Ros-Lehtinen said "Correa saw the writing on the wall" after her warning and Menendez's, and decided to cancel the trade deal.
"This unilateral act is further proof that Ecuadorian leader does not want close ties with the United States and only wishes to sabotage our bilateral relationship in order to save face following pressure from our government for Correa to refuse asylum to Edward Snowden," she said.
The offer of funds for human-rights training, Ros-Lehtinen added, was "as if to add insult to injury."
"This is perhaps the most laughable move by Correa to date, as it is he and his government who are in need of training in the protection and respect of fundamental basic human rights and democratic freedoms. This, after all, comes from the mini-Chavez who earlier this year launched an international campaign to weaken the Inter-American Commission on Human Rights, and who has consistently attempted to silence free speech and the independent media," she said.
The congresswoman urged Obama "to send a clear message to Correa that his ill-considered actions will not go without consequences and reexamine all foreign aid that goes directly to this reckless government.”
Ecuador received more than $35 million in aid -- military and police funds and development assistance -- this year.
"We’re urging them not to grant asylum and to uphold the law," Secretary of State John Kerry said in a Tuesday interview with CNN. "But let’s wait and see what happens. Again, I don’t know if [Snowden is] going to be in Ecuador, if he’s going to Ecuador. I don’t think anybody knows at this point. Let’s let this unfold."

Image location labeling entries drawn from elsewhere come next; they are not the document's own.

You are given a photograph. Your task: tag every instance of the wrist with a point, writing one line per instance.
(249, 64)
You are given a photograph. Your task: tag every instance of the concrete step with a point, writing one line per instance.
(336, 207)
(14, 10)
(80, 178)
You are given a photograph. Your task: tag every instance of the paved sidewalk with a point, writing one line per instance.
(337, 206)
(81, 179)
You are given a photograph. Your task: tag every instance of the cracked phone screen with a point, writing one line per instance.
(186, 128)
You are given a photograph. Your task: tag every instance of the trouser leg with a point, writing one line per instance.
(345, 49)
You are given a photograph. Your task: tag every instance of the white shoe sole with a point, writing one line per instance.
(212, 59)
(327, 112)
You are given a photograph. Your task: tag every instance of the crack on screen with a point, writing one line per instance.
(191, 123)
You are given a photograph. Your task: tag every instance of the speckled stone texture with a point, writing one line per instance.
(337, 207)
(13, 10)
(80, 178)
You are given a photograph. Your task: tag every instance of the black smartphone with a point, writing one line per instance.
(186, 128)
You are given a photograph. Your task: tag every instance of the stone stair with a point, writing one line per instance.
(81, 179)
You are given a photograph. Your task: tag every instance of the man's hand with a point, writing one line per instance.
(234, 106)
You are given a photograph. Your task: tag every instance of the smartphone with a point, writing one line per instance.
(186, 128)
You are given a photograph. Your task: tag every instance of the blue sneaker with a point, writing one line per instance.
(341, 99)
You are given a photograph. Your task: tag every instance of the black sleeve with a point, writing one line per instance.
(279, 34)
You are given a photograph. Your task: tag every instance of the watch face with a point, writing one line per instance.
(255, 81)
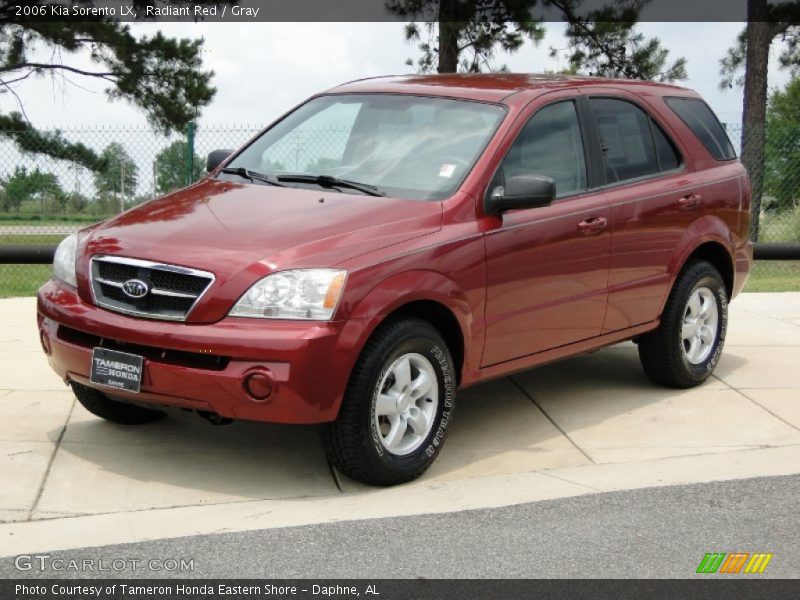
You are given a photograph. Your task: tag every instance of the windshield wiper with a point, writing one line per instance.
(251, 175)
(332, 182)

Since Congress held the purse strings of the trade agreement, the Obama White House that has dismissed its responsibility to even call the world leaders involved in Snowden's escape will be eager to shift the blame for crumbling relations to the legislative branch.

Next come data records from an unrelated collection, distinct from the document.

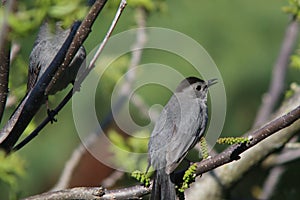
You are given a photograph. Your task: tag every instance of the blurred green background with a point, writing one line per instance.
(243, 38)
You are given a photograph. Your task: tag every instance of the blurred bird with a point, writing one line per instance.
(180, 126)
(45, 48)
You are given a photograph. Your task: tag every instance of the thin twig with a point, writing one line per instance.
(33, 100)
(5, 46)
(229, 155)
(79, 37)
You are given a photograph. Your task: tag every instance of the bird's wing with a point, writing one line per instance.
(33, 74)
(184, 138)
(160, 140)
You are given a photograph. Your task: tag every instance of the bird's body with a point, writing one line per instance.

Sen. John McCain (R-Ariz.) said his conversations with world leaders on his travels, particularly in the Middle East, reflect a global belief that "there's no American leadership, and that's correct."

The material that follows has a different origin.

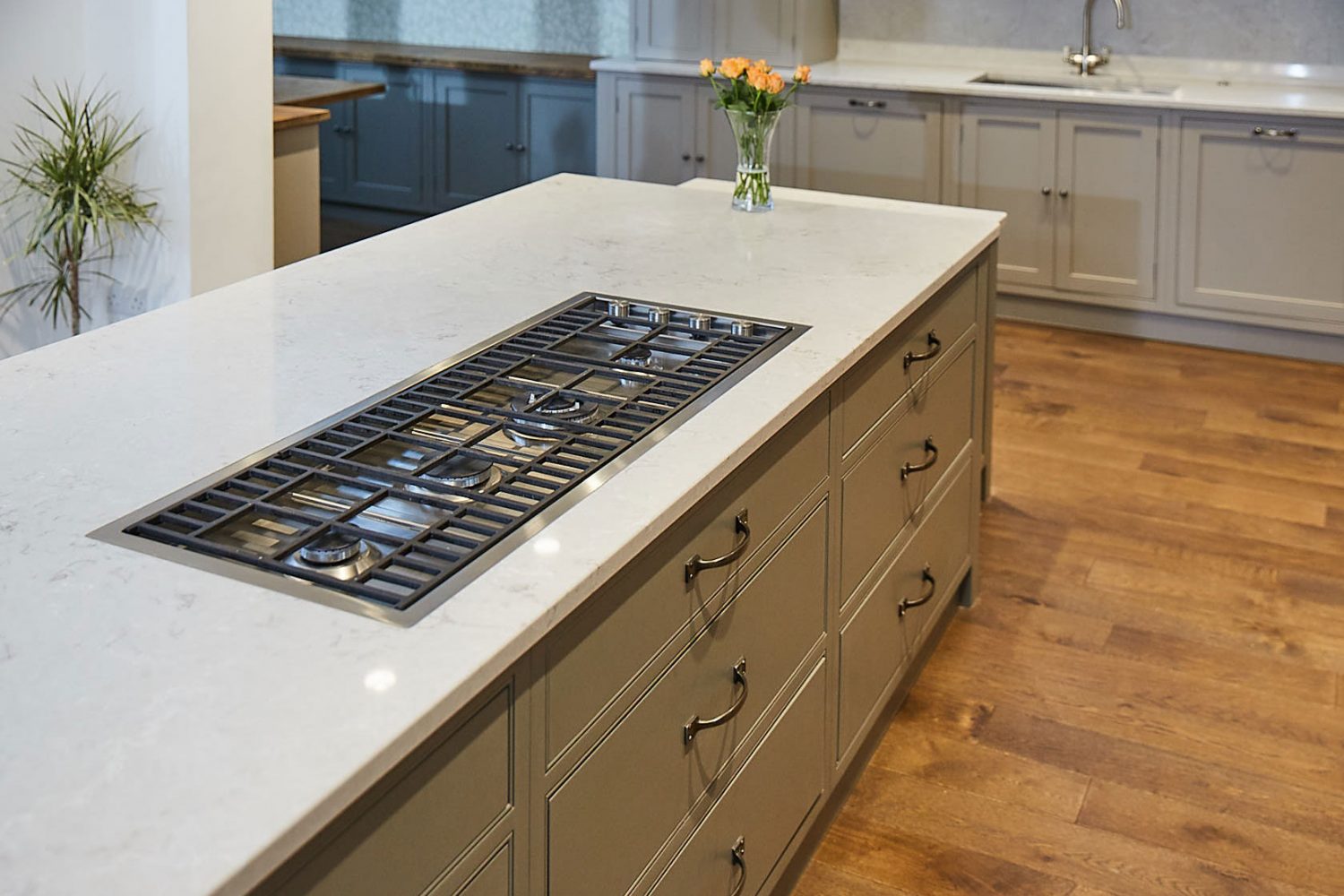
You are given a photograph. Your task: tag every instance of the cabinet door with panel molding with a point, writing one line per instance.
(1262, 220)
(874, 144)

"I think it's very clear that they believe that President Obama is not a player in the international scene, that President Obama, which has characterized his behavior, does not want to get involved or engaged in international security issues," he said on Fox this week.
"The worst case scenario is, that Snowden somehow, they get him to Cuba and then to Ecuador where he will -- like the WikiLeaks guy have some kind of immunity like the WikiLeaks guy has in the embassy in England," McCain continued. "I think one of the places where we are is that I am confident that Russian and Chinese interrogators got a lot of information from Mr. Snowden. I cannot imagine them letting him go without rather extensive interviews. Whatever Mr. Snowden had or knew, I'm sure the Chinese or Russians know today."